Question

A 0. 300 m solution of hcl is prepared by adding some 1. 50 m hcl to a 500 ml volumetric flask and diluting to the mark with deionized water. What volume of 1. 50 m hcl must be added?.

Answer 1

you need to add 100 mL of the 1.50 M HCl solution to the 500 mL volumetric flask to create a 0.300 M HCl solution.

Step-by-step explanation:

To find out how much of the 1.50 M HCl solution needs to be added to the 500 mL volumetric flask to create a 0.300 M HCl solution, we can use the concept of dilution. The formula for dilution is:

C1V1 = C2V2

Where:

C1 = Initial concentration

V1 = Initial volume

C2 = Final concentration

V2 = Final volume

Given:

C1 = 1.50 M (concentration of the stock HCl solution)

V1 = volume of stock HCl solution to be added (unknown)

C2 = 0.300 M (desired final concentration)

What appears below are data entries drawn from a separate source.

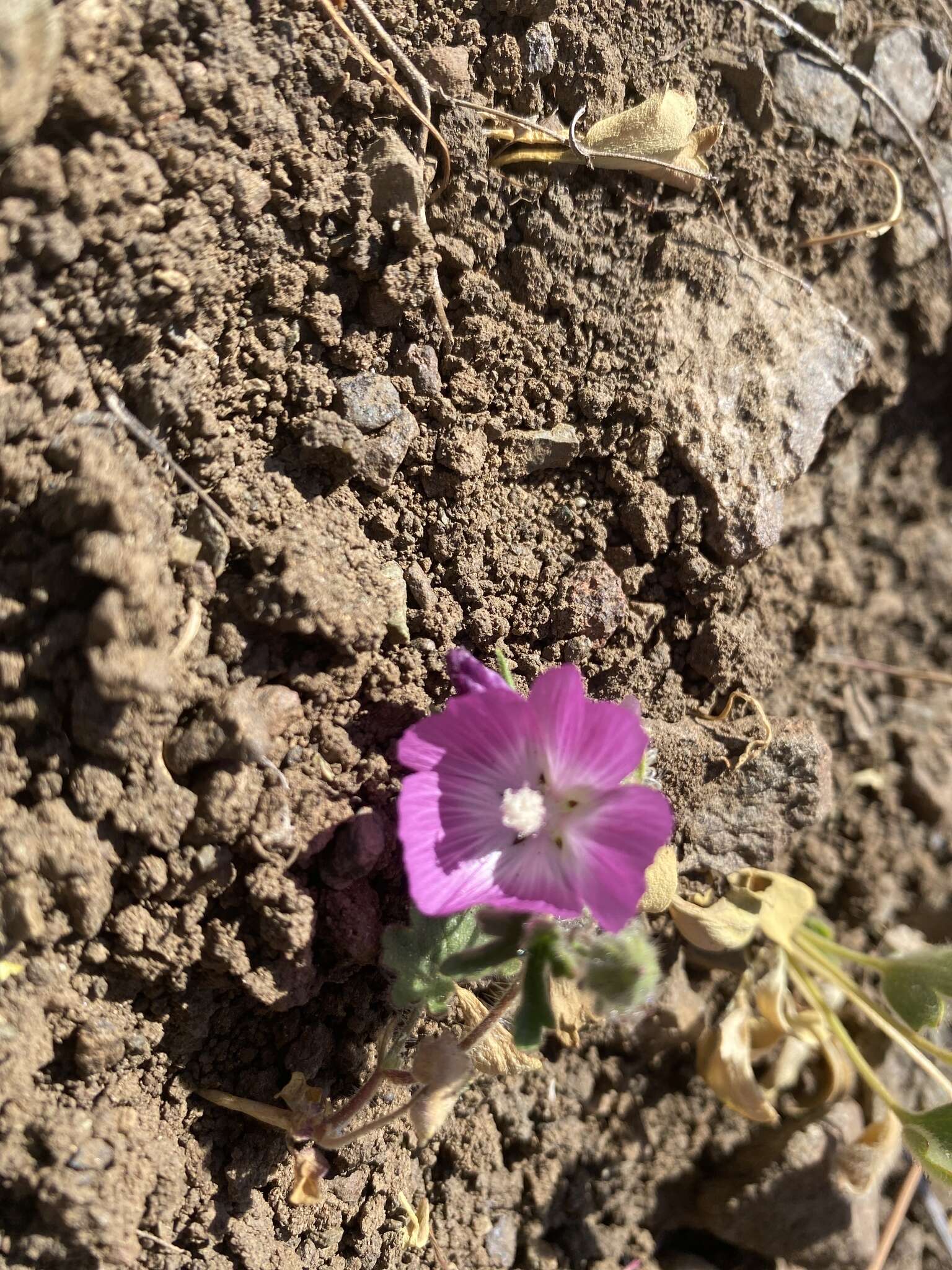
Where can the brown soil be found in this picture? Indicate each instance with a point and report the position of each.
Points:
(201, 225)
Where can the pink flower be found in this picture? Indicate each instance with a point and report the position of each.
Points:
(516, 802)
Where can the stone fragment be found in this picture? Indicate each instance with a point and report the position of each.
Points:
(368, 401)
(462, 451)
(420, 587)
(778, 1197)
(425, 368)
(747, 425)
(99, 1047)
(822, 17)
(537, 48)
(448, 68)
(397, 183)
(747, 821)
(355, 851)
(501, 1241)
(816, 95)
(322, 575)
(526, 453)
(907, 66)
(31, 43)
(384, 453)
(589, 601)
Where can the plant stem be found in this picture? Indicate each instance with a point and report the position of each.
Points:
(810, 990)
(343, 1140)
(896, 1217)
(842, 951)
(498, 1011)
(871, 1010)
(357, 1103)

V2 = 500 mL (volume of the volumetric flask)

Plugging in the values:

(1.50 M) * V1 = (0.300 M) * (500 mL)

Now, solve for V1:

V1 = (0.300 M * 500 mL) / 1.50 M

V1 = 100 mL

So, you need to add 100 mL of the 1.50 M HCl solution to the 500 mL volumetric flask to create a 0.300 M HCl solution.